From the publisher's description:
Nine Steps to Law School Success is the first scientifically proven study process for success in law school. Synthesized from the study processes of other successful law students, this book provides a straightforward, linear, and chronological study process for students to follow from the beginning of the semester up to their final examination. Students will learn how to complete each step, how each step leads to a deep understanding of course material, and how each step ultimately leads to success in their courses. Students will also learn how to incorporate Nine Steps into their weekly schedules during the semester.
Foundational ASP Scholarship:
Michael Hunter Schwartz, Teaching Law Students to Be Self-Regulated Learners, 2003 Mich. St. DCL L. Rev. 447 (2003).
From the abstract:
This article articulates a model of self-regulated learning for law students and lawyers, explains why law schools should aspire to teach their students to be self-regulated learners and details a curriculum designed to accomplish that goal.

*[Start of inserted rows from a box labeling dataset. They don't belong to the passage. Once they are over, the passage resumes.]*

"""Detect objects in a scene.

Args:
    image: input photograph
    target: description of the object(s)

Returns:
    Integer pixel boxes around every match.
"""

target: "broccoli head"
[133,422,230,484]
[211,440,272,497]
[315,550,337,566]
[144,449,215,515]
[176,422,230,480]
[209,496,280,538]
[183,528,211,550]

The first section of the article explains self-regulated learning. Self-regulated learning is a cyclical model of the learning process. In fact, all learners self-regulate, although many new law students are novice self-regulated learners. Self-regulation involves three phases. In the planning phase, learners decide what they want to learn and how they will learn it. Expert self-regulated learners are more likely to strive for mastery, to consciously make strategic choices in deciding how to study, and to consciously plan when and where they will study. In the second phase, expert learners implement their adopted strategies while monitoring whether they are learning and maintaining attention, and they quickly act to rectify confusion or distraction. In the reflection phase, expert learners evaluate their learning process to determine whether it was as effective and efficient as possible, attribute successes to personal competence and effort and failures to specific strategic choice errors, and plan how they will approach similar tasks in the future.
The second section argues that law schools should include self-regulated learning skills among the skills they teach. This section details education studies from within and outside of legal education that show that expert self-regulated learners learn more, learn it better and enjoy the learning process more than their novice peers.
The final section describes a curriculum designed to teach law students to be self-regulated learners. The curriculum, designed to replace law schools' traditional orientation programs, provides concrete ideas for teaching these skills and for reinforcing that instruction in students' first-year courses.